Monete di 2 euro: come distinguere le originali dalle false

La prima regola è quella del confronto: bisogna prendere una moneta che certamente è originale e compararla con quella che temiamo sia falsa. Ogni differenza è un potenziale indizio della falsità della moneta sospetta. Se non è possibile fare un paragone allora bisogna seguire tre regole: toccare, osservare e controllare.

Per prima cosa bisogna maneggiare la moneta da 2 euro: le facce devono essere in rilievo, altrimenti siamo di fronte ad un falso. Come secondo passaggio, bisogna osservarla con attenzione, magari con l’ausilio di una lente di ingrandimento: il bordo della moneta deve presentare una fresatura dai bordi rialzati, definita ed uniforme, mentre la scritta varia a seconda della nazione di provenienza.
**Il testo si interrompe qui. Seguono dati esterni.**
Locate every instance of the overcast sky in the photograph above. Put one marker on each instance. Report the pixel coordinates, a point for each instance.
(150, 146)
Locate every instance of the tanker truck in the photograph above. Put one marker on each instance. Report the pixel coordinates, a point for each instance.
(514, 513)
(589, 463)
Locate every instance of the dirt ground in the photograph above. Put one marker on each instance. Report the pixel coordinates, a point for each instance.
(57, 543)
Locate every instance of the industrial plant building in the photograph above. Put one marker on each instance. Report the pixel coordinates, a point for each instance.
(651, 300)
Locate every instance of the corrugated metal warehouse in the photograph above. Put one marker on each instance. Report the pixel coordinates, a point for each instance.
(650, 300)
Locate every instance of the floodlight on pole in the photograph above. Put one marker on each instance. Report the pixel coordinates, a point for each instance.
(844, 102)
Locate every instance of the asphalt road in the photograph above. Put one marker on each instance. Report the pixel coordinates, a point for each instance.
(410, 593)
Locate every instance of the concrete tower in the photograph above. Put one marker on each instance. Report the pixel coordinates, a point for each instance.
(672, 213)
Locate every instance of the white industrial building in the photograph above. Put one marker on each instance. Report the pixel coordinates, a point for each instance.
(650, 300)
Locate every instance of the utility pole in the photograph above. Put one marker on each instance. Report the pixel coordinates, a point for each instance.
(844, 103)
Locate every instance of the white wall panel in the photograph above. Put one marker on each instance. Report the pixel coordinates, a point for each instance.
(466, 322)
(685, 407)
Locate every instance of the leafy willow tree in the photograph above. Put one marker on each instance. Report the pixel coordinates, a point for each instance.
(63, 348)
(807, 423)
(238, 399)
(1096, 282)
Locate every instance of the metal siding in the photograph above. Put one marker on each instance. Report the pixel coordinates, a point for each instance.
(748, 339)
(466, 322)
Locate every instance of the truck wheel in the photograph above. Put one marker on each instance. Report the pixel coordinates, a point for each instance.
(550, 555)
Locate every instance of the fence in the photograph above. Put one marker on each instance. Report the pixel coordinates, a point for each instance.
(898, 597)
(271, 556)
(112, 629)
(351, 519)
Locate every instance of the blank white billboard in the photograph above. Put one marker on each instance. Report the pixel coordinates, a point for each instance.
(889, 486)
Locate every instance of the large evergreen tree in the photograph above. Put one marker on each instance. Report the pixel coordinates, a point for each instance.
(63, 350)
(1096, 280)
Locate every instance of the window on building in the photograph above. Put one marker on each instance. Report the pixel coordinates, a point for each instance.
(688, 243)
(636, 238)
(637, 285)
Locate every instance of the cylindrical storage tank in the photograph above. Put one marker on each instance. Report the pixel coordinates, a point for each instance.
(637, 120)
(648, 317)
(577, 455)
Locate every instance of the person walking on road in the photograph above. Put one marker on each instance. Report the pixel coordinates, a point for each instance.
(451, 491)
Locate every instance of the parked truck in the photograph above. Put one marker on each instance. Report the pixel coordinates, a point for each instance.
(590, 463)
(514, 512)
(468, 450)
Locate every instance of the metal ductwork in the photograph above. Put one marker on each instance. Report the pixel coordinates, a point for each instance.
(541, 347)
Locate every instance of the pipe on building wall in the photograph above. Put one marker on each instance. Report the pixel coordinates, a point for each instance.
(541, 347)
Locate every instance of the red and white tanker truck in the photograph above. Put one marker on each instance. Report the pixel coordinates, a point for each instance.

Ovviamente la parte frontale, quella con il numero 2, è la stessa per tutti i Paesi. Proprio le scritte sono il punto debole delle monete false, visto che spesso non si riescono a riprodurre con esattezza, così come i puntini che formano la mappa dell’Unione Europea. Infine, è utile fare il test della calamita: le monete da 1 e 2 euro sono bimetalliche, con soltanto la parte interna magnetica. Se la moneta è originale la calamita si attaccherà soltanto alla parte interna e non anche da quella esterna.

Se anche dopo questi controlli permane il dubbio, allora è opportuno sottoporre la moneta da 2 euro ad un esperto di numismatica o presso una sede della Banca d’Italia.